Redémarrage des activités et distanciation sociale

Les mesures restrictives relatives au COVID-19 sont entrées dans une nouvelle phase depuis le 4 mai et en particulier depuis le 11 mai, où de plus en plus d’activités sont autorisées à redémarrer. La distanciation sociale est la norme lorsqu’il s’agit de relancer ces activités.
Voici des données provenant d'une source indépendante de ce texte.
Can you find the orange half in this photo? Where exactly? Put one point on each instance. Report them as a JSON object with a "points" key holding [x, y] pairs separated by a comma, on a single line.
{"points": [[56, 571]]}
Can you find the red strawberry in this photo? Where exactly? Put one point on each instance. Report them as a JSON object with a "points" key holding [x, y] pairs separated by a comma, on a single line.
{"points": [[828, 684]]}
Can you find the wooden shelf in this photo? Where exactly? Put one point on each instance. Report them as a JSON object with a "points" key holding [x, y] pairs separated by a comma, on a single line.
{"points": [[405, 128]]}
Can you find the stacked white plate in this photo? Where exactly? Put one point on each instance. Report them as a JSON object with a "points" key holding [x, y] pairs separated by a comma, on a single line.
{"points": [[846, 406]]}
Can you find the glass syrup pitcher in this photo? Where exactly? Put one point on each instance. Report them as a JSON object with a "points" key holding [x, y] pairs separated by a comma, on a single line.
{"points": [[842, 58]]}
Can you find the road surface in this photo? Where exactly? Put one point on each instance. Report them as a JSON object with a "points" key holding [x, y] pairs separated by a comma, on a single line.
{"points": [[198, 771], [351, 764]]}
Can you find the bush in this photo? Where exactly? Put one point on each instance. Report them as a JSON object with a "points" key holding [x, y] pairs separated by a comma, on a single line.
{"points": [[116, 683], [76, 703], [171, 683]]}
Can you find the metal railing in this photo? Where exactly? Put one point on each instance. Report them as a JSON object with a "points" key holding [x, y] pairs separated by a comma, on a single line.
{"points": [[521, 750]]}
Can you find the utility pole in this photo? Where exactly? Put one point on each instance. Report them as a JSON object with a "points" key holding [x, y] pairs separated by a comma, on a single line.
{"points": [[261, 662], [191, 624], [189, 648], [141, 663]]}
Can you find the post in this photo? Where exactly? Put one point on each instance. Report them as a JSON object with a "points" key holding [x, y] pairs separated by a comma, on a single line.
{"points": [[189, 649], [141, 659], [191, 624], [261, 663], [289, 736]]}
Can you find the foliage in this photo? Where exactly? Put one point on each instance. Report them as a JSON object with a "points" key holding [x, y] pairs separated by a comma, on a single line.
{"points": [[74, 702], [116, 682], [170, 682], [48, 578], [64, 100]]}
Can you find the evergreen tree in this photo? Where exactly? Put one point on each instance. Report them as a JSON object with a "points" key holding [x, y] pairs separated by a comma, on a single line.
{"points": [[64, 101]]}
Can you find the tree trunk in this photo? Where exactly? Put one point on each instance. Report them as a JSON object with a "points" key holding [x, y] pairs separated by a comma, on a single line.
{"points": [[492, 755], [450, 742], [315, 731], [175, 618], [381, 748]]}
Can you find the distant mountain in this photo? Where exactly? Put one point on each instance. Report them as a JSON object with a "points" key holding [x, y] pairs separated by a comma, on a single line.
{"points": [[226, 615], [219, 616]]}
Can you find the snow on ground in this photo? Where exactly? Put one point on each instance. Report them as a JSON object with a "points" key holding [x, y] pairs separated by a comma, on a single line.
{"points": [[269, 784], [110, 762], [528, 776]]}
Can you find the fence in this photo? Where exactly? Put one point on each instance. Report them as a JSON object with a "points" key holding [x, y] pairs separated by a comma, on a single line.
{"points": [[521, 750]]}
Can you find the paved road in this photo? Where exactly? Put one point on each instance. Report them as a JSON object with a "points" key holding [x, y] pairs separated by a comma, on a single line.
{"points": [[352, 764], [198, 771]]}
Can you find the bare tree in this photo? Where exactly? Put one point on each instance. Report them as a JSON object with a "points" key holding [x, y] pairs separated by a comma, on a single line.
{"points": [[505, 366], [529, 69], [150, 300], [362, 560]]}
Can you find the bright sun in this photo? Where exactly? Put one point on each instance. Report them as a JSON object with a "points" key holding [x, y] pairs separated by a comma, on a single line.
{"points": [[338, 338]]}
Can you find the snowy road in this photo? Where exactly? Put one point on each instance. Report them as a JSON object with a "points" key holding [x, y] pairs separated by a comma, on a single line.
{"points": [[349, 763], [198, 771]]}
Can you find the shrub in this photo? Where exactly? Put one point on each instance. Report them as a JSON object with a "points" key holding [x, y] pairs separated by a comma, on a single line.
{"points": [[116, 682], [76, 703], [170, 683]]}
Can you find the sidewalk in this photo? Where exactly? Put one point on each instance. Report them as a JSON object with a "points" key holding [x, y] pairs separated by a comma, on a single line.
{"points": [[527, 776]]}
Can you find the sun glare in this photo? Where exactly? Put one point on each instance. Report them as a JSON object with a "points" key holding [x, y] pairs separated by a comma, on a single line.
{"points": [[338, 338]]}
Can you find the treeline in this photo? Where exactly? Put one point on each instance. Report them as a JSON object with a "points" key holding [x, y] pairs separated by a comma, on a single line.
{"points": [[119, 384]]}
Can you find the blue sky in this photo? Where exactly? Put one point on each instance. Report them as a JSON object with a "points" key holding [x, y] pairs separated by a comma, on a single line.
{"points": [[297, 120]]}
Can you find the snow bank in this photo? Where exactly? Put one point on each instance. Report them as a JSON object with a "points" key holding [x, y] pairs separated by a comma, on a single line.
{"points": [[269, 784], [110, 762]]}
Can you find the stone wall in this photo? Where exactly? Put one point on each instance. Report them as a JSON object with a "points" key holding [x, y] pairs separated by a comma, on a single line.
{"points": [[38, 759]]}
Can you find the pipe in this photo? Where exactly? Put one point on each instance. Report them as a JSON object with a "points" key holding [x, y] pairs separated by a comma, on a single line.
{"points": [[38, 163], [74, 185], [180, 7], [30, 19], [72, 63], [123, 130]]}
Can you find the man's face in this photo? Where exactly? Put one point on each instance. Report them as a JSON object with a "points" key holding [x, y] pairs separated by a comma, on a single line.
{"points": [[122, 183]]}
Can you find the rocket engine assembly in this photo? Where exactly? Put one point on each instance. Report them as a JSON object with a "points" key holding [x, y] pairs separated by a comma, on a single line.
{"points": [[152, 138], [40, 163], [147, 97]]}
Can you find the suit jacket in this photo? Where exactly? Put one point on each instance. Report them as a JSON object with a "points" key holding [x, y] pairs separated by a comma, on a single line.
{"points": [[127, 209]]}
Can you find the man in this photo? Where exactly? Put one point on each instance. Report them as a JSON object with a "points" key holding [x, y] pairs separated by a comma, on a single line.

Il est rappelé aux caisses d’assurances sociales que pour apprécier si un dossier doit être traité sous l’angle « fermeture obligatoire » (qui implique un octroi automatique et donc pas de période minimale d’interruption d’au moins 7 jours civils consécutifs), les mesures imposées pour assurer le respect des règles de distanciation sociale ne peuvent être prises en compte pour le mois de juin. Les secteurs autorisés à reprendre leur activité indépendante, sous réserve de restrictions concernant la distanciation sociale, ne peuvent désormais bénéficier de la mesure temporaire de crise de droit passerelle que s’ils interrompent complètement leur activité indépendante en raison du Covid-19 pendant au moins 7 jours civils consécutifs (même s’ils ont fait l’objet d’une fermeture « obligatoire » au cours des derniers mois).


Exemples de secteurs qui ne sont plus soumis aux fermetures « obligatoires » en juin, alors qu’ils l’étaient auparavant :

  • Les magasins (par exemple de vêtements) ne sont autorisés à recevoir qu’un nombre limité de clients par mètre carré.
  • Les coiffeurs doivent prendre des précautions (plexiglas entre les postes de travail, masques buccaux, etc.).
  • Les entreprises de construction sont également autorisées à reprendre pleinement leurs activités, pour autant que les règles de distanciation sociale soient respectées dans la mesure du possible.